The five-year project, titled “Keeping Score: Revolutions in Music,” is funded in part by a $10 million challenge grant from the Evelyn and Walter Haas Jr. Fund. It is one of first attempts in classical music to bridge old and new media in such a far-reaching and innovative way.

“I really do believe in the possibilities and potential of these different media to be used for the arts and the for the communication of the message of the arts,” Tilson Thomas said. “We have to begin to work in these areas and develop it so there will a future to this.”

Tilson Thomas enjoys, in many ways, an ideal position to undertake a project of this kind. The respected conductor is one of the most successful protégés of conductor Leonard Bernstein, a master communicator whose televised “Young People’s Concerts” set a standard for educational outreach in classical music.

Tilson Thomas has undertaken several groundbreaking audience initiatives in San Francisco, including the orchestra’s 12-concert American Mavericks festival. He is also founder of the New World Symphony 2000, a pre-professional training orchestra in Miami.

“Keeping Score” has three main components:

Television series (same title as the overall project). The first three episodes were broadcast in November on public television and are available on DVD at shopsfsymphony.org and elsewhere. Sales have already reached 3,500 units.

These programs, which so far have focused on Beethoven’s “Eroica” Symphony, Stravinsky’s “The Rite of Spring” and Aaron Copland’s body of work, talk less about theory and harmony and more about the emotional, historical and cultural underpinnings of the music.

The episode devoted to the “Eroica” Symphony, one of the pivotal works in the history of classical music, intercuts a loose biography of Beethoven, including segments shot in key locations in Austria, with discussions of the work itself, with excerpts of rehearsals and a performance.

Besides providing the “back story” of the piece itself, Tilson Thomas also wanted to provide insights into the creation of a performance of the composition today, providing opportunities for some of the San Francisco Symphony musicians to share their views.

While the program includes some formal voiceovers, much of the time, the conductor talks informally from the piano keyboard.

“I wanted to be conversational, so I did not work from a script,” he said. “I worked from an outline of the points that I wanted to cover. Then I just spoke this directly to the camera.”

“The MTT Files.” In this series, which will be broadcast on public-radio stations in early 2007 (but not on Colorado Public Radio) and streamed online, Tilson Thomas discusses everything from training musicians to what makes American music American.

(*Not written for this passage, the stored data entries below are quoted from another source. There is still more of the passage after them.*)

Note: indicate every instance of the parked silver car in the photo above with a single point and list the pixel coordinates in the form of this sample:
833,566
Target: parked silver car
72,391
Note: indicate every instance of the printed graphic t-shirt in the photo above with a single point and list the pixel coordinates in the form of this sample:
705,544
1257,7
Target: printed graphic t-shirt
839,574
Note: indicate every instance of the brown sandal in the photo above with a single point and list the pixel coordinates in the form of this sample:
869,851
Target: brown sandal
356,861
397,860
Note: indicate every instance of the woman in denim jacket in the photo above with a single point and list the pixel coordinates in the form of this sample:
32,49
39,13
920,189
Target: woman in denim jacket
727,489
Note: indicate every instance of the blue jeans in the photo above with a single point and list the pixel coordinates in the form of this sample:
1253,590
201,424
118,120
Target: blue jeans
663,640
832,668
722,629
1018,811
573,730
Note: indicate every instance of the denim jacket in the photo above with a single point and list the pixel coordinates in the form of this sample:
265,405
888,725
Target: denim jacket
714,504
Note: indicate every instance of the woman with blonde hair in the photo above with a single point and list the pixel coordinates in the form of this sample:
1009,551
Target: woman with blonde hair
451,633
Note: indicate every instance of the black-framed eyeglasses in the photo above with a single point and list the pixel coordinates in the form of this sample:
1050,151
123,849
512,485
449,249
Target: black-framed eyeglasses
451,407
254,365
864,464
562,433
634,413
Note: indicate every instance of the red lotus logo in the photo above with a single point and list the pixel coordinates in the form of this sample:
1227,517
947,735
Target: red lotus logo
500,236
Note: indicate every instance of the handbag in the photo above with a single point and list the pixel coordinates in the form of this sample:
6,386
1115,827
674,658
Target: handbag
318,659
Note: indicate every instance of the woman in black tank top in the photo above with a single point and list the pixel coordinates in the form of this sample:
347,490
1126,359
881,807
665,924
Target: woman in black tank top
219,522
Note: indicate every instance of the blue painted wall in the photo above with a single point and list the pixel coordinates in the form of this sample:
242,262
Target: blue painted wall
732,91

At the same time, he interviews such guests as famed prima ballerina Natalia Makarova and even travels to Georgia to talk to soul and funk legend James Brown.

“I’ve been a tremendous fan of his forever,” Tilson Thomas said. “So, it was a wonderful opportunity to reconnect with him and talk about music and just point out some things happening in his music and make him realize how many things he is exploring are things which have been explored by people such as Stravinsky and others.”

Keepingscore.org. Anyone interested in delving deeper into classical music can log onto the project’s interactive, user-friendly website, which has a separate “companion site” for each of the three television programs.

“In the television show, I may mention an idea in passing, like Beethoven moves through many different keys in his pieces,” Tilson Thomas said. “Why? Because these keys have specific meanings to him.

“On the website, you can actually go to that as a landscape and explore specifically what kind of music Beethoven wrote in these different keys and what he said about those keys. You can reach your own conclusions.”